Pattern 3 — sweep buys. A single trader takes multiple levels of the ask side in one transaction. This is high-conviction directional flow and typically precedes 1 to 3 cent further price movement in the same direction over the next hour.

Pattern 4 — symmetric book with tight spread. The market is at equilibrium and the displayed price is highly informative. New news will move the book quickly but evenly; pre-news the price is your best probability estimate.

Pattern 5 — wide spread with thin both sides. The market has effectively closed even though it is technically still open. Trade only with very small size if at all.

The Poly Syncer listener reads these patterns continuously and exposes a "book state" classification on every market: equilibrium, accumulating, distributing, or closing. The classification feeds the risk engine and helps decide which leader trades to mirror.

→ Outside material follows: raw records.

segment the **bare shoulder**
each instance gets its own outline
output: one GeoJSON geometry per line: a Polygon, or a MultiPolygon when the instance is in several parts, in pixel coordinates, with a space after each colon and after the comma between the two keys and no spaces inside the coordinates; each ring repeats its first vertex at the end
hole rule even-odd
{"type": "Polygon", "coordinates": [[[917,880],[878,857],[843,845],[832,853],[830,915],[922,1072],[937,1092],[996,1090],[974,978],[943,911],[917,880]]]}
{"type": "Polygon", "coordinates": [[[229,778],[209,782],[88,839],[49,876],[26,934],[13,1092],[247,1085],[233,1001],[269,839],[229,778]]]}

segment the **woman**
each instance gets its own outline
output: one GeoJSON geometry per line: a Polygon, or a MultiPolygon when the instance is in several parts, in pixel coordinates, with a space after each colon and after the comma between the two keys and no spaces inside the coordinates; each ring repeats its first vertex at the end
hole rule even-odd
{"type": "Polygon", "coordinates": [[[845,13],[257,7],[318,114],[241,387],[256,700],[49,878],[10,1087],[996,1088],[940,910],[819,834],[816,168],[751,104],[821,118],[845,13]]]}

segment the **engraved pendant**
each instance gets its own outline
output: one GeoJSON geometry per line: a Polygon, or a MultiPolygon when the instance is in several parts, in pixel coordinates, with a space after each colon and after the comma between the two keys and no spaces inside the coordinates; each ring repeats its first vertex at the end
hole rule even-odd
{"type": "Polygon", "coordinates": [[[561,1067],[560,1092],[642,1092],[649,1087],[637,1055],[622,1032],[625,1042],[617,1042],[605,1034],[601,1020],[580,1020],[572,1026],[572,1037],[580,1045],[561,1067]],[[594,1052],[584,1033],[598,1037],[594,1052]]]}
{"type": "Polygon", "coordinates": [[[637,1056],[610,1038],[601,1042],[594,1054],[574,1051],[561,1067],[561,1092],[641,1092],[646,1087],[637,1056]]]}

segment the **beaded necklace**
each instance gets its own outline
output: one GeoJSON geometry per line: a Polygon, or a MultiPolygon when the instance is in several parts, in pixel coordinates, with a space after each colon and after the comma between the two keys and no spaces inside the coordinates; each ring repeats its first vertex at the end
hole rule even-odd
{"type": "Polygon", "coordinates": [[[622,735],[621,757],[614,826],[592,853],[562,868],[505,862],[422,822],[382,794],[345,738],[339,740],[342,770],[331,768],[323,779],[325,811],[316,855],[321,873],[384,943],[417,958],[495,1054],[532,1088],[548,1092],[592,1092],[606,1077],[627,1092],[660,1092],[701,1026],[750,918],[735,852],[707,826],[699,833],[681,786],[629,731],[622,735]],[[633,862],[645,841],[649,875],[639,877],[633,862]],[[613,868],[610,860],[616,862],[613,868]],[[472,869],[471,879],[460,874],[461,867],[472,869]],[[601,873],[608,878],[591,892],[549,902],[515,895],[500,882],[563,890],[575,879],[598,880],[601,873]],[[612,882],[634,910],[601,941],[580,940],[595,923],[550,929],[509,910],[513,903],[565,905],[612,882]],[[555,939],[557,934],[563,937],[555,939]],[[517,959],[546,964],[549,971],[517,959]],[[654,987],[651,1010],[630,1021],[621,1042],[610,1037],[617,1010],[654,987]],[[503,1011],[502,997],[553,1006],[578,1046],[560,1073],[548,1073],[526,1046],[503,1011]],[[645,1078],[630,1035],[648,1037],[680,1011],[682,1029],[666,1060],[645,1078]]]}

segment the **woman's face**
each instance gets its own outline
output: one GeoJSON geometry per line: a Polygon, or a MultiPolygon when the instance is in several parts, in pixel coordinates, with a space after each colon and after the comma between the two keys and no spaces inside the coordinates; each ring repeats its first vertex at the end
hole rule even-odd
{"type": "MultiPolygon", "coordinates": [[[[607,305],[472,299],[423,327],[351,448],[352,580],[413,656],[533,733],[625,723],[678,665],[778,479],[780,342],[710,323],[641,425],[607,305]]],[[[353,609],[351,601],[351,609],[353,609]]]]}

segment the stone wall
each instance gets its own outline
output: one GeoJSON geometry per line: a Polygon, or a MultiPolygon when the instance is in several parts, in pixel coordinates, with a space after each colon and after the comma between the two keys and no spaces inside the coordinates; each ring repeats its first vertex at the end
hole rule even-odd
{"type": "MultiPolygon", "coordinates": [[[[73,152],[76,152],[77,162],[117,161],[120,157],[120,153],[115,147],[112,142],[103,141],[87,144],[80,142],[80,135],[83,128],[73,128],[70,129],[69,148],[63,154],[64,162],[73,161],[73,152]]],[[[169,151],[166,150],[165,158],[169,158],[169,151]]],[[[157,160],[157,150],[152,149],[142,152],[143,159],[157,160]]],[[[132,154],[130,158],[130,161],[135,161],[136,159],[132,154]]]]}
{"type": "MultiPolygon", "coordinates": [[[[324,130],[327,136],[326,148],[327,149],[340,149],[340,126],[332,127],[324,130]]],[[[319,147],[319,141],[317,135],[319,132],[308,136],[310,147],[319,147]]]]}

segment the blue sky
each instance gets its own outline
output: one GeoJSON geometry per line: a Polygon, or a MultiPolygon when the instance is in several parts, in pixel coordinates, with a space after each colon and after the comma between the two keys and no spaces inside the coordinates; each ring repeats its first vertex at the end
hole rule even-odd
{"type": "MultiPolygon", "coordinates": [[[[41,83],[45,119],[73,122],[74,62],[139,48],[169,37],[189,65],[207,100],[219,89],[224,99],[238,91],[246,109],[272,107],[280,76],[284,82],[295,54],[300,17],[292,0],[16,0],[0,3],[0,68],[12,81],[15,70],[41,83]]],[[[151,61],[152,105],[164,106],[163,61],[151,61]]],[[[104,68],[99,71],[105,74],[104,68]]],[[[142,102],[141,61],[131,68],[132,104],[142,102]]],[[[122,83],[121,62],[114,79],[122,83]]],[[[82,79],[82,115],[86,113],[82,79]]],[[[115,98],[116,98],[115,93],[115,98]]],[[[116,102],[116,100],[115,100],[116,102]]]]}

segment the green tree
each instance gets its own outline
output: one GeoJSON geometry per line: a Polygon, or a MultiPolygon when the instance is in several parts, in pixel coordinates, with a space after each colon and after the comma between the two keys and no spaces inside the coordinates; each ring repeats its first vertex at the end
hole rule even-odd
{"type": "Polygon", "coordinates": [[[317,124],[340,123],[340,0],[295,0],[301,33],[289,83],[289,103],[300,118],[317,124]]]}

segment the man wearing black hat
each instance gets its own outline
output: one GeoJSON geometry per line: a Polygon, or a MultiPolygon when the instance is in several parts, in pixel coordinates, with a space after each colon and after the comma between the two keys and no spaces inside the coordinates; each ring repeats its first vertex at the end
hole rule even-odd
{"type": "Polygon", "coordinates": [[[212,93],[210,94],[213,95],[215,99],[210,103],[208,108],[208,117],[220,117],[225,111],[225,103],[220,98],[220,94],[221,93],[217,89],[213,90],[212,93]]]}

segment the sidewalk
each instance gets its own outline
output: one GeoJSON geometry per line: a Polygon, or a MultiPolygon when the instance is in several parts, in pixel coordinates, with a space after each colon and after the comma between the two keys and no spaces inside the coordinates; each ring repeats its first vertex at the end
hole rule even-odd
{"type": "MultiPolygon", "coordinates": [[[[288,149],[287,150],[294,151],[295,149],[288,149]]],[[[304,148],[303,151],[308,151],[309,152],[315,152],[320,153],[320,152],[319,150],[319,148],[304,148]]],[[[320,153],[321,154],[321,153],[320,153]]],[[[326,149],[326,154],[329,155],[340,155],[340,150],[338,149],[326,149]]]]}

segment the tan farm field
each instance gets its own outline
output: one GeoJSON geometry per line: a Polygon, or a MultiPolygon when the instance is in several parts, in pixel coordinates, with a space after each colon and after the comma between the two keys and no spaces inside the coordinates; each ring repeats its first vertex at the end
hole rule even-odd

Why this matters for copy trading

Every decision the copy-trade executor makes traces back to the order book. The risk-gate depth floor is a book-state filter. The slippage tolerance is a book-impact filter. The maker-first mode is a fee-vs-speed bet against book stability. The "wait 30 seconds then fall back" logic is a guess that the book will deepen in the meantime. None of these decisions can be made well without reading the book accurately.

For a subscriber, the practical takeaway is to look at the order book of any market you are about to follow a leader into, even briefly. The Polymarket UI shows the top 5 levels on each side; that view alone tells you whether the spread is tight or wide, whether depth is balanced or asymmetric, and whether the market is liquid enough to mirror at your size. Five seconds of book inspection prevents the most expensive mistakes new copy-traders make.

Frequently asked questions

What is the Polymarket order book?

The Polymarket order book is the list of all unmatched buy and sell orders for a market, organised by price. The highest bid is what someone is willing to pay; the lowest ask is what someone is willing to sell for. The gap between them is the spread. Every Polymarket market has two order books, one for YES contracts and one for NO contracts, and they are linked because YES plus NO must sum to roughly one dollar.

What does the bid-ask spread mean on Polymarket?

The spread is the difference between the highest bid and the lowest ask, which is the implicit cost of trading. A 2-cent spread on a $1 contract means a round-trip trade costs 2 cents, or 2 percent of the position. Liquid Polymarket markets have 1 to 3 cent spreads; thin markets can have 5 to 15 cent spreads which are usually too expensive to trade at retail size.

How does Polymarket determine the price of a market?

The displayed price is the midpoint of the highest bid and lowest ask on the order book. It moves when new orders enter the book, when existing orders are cancelled or filled, or when new information changes trader beliefs and they update their orders. In a healthy market the price reflects the aggregate opinion of all traders weighted by their position size.

Why is order-book depth important?

Depth determines price impact. A market with $50,000 at the best ask absorbs a $200 order with no slippage; a market with $150 at the best ask sweeps through multiple price levels and fills meaningfully worse than the displayed price. Most Polymarket aggregate volume happens in markets with at least $5,000 of two-sided top-of-book depth.

What is the difference between maker and taker orders on Polymarket?

A taker order crosses the spread and pays a 0.75 percent fee per fill. A maker order posts on the book and waits to be matched, paying zero fees. Takers fill immediately; makers fill only when someone else trades against them. Copy-trade execution defaults to taker because mirror speed matters more than fee saved.